ReadPaper Blog
ARCANE: Do Role-Playing Language Agents Stay in Character at the Right Time?
ARCANE studies whether role-playing language agents can portray characters whose values and behavior change across a narrative, rather than merely preserving a fixed persona or recalling chapter-specific facts. The paper introduces Arc-Aware Narrative Evaluation, a benchmark built from Character Arcs and phase-specific probes across 17 novels and 80 principal characters, and shows that conditioning models on explicit character-arc context improves responses, especially for scenarios not present in the source text.
Source: ARCANE: Do Role-Playing Language Agents Stay in Character at the Right Time?
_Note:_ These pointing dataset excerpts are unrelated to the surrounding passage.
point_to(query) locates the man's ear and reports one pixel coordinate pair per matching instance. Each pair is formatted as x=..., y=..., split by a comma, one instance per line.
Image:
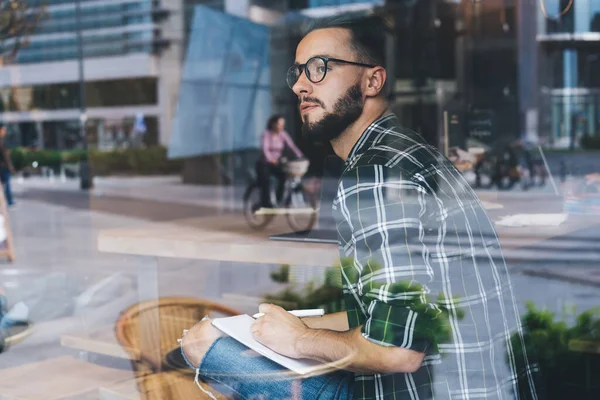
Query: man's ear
x=376, y=81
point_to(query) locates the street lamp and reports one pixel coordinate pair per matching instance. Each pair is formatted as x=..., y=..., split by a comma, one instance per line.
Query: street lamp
x=85, y=173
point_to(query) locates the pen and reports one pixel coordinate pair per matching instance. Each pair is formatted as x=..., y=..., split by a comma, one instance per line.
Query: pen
x=319, y=312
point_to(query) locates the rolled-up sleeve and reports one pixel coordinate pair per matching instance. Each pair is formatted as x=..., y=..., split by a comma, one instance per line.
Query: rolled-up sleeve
x=385, y=215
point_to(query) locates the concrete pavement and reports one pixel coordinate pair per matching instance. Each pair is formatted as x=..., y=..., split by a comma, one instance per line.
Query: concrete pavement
x=58, y=266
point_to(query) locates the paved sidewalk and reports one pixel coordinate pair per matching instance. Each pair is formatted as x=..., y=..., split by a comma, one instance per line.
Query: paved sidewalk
x=166, y=198
x=166, y=189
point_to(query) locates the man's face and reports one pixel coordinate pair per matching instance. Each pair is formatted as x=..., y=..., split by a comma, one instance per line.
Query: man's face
x=330, y=106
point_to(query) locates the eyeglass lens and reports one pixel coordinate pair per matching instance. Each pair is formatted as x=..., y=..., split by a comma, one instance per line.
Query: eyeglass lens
x=315, y=70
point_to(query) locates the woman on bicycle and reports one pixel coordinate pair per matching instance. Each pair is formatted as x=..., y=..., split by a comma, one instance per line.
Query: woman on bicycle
x=274, y=141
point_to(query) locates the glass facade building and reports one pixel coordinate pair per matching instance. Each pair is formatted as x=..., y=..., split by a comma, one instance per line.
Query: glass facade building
x=569, y=39
x=123, y=42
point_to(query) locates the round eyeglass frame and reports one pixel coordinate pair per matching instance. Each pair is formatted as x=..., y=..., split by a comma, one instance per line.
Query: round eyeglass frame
x=295, y=71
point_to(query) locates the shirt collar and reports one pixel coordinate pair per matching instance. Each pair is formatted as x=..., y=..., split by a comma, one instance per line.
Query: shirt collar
x=366, y=139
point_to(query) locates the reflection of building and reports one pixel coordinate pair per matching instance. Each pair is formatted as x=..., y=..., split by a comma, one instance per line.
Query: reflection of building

The Problem: A Character Isn’t Frozen
The paper argues that role-playing language agents should be evaluated as temporally situated portrayals of evolving characters, not as static persona machines. Its central problem is that a character’s beliefs, values, and behavioral tendencies can shift substantially as events accumulate across a novel, so a response that is faithful at one chapter may be wrong at another. The authors frame this as a gap between factual point-in-time grounding and psychological point-in-time grounding: an agent must not only know what the character knows, but also act from the character’s current state. Novels are chosen as the testbed because they provide long-form temporal structure, explicit events, and rich descriptions of internal change. The paper’s motivating claim is that authentic role-play requires alignment with a character’s narrative trajectory, because immersion depends on behavior that fits the right moment in the story.
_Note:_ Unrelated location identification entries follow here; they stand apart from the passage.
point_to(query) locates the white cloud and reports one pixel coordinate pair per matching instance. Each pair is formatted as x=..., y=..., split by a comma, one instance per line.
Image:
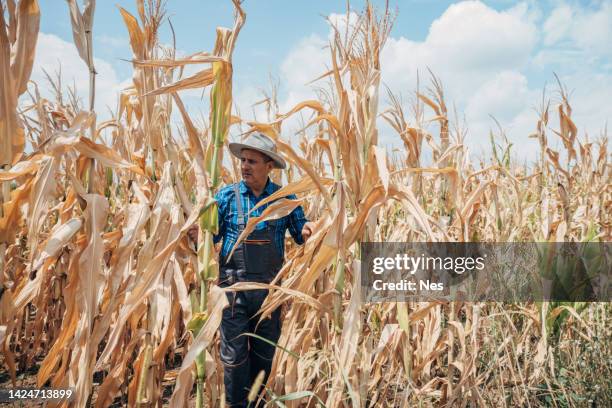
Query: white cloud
x=582, y=27
x=466, y=46
x=52, y=52
x=485, y=59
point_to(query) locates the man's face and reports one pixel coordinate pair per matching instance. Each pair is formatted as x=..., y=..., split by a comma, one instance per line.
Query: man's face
x=255, y=167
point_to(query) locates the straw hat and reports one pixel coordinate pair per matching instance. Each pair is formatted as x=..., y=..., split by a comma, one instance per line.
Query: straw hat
x=262, y=144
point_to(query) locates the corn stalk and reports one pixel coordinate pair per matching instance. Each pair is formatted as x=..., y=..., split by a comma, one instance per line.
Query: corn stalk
x=220, y=115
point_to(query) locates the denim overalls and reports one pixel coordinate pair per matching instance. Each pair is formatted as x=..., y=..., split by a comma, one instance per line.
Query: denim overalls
x=254, y=260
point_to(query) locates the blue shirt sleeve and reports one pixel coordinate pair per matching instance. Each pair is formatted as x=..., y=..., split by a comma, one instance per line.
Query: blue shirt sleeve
x=222, y=202
x=297, y=219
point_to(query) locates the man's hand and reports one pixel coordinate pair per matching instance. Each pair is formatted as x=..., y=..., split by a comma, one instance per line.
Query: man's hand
x=192, y=233
x=307, y=230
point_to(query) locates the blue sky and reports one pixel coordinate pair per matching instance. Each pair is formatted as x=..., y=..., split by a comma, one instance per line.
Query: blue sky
x=494, y=57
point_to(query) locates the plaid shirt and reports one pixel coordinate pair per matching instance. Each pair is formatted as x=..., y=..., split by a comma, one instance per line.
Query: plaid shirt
x=228, y=217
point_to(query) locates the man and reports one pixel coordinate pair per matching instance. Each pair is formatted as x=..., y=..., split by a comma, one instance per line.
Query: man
x=257, y=259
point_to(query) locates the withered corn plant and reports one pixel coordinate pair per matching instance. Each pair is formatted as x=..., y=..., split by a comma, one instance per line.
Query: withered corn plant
x=101, y=290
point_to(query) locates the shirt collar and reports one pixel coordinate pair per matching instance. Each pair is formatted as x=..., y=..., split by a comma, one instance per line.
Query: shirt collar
x=268, y=189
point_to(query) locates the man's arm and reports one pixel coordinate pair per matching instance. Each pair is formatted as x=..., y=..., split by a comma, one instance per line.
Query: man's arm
x=299, y=227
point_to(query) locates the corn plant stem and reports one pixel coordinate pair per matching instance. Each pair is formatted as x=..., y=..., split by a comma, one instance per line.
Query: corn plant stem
x=144, y=370
x=92, y=101
x=204, y=254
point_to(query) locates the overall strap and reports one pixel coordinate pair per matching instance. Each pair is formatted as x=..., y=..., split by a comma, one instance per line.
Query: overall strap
x=241, y=221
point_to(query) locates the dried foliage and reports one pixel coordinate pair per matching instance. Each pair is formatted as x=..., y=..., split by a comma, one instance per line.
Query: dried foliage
x=102, y=291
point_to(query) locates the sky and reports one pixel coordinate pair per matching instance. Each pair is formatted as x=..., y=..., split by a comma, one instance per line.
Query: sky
x=494, y=58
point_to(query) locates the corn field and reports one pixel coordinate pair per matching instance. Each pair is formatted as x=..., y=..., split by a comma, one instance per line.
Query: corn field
x=102, y=291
The Gap: Facts Are Not the Whole Story
ARCANE positions itself against prior role-playing benchmarks that mainly test trait inventories, factual recall, surface style, or general behavioral consistency. The paper notes that TimeCHARA and related point-in-time evaluations focus on whether a character knows facts appropriate to a chapter, while ARCANE asks whether the character would behave appropriately at that chapter. This distinction matters because a model can avoid spoilers and still produce a psychologically misplaced response, such as applying a late-story moral outlook to an early-story version of the same character. The paper also emphasizes scenarios beyond the source text, where retrieval from the novel cannot simply locate an answer. By evaluating open-ended behavior in both in-narrative and out-of-narrative situations, ARCANE targets character-behavioral hallucination rather than knowledge hallucination alone.

ARCANE’s Core Idea
The paper’s method has two main components: Character Arc Construction and Probe Generation. A Character Arc represents a psychological axis along which a character changes, with phases defined by chapter ranges, state descriptions, and key events that anchor the transition from an initial state to a later state. Each probe then poses the same scenario-question pair at different phases of the arc and supplies phase-specific reference actions and thoughts. This design makes the evaluation comparative: the correct behavior is not a single timeless answer, but a response that changes with the character’s evolving psychological state. The paper connects this approach to McAdams’ account of personality by moving beyond stable Layer 1 traits toward Layer 2 expressions of traits at the right moment.

What the Dataset Contains
The ARCANE benchmark is automatically constructed over 17 novels and 80 principal characters, producing 544 Character Arcs and 4,601 probes. The dataset includes both source-grounded scenarios and out-of-world scenarios, reflecting the paper’s claim that users often want to explore how a character would respond to new situations rather than merely reproduce events from the book. The construction process creates training and evaluation splits, with the evaluation set built after the underlying Character Arcs are reviewed and updated through consensus by three independent human annotators. This design gives ARCANE both scale and temporal specificity, because each item is tied to a particular phase of a particular psychological arc. The paper presents the benchmark as a way to test whether role-playing language agents can generalize from narrative development to plausible, phase-appropriate behavior.

Why Arc-Based Context Wins
The experiments compare context strategies across six models and six context modes, with the main question being which kind of narrative context best grounds a role-playing agent at the queried phase. The paper reports that conditioning on the Character Arc outperforms every other context strategy on every model, indicating that explicit arc-level psychological summaries are more useful than context that only retrieves local textual evidence. The advantage is largest for scenarios outside the source text, where retrieval-based approaches have little relevant material to find but an arc still states the character’s current psychological position. The authors also fine-tune open-weight models on ARCANE’s training data to produce ARCANE-8B and ARCANE-32B, and these models further widen the arc-grounding advantage, particularly beyond the source text. The result implies that future role-playing systems should represent narrative change directly, because temporal psychological grounding improves character portrayal in situations where factual recall is insufficient.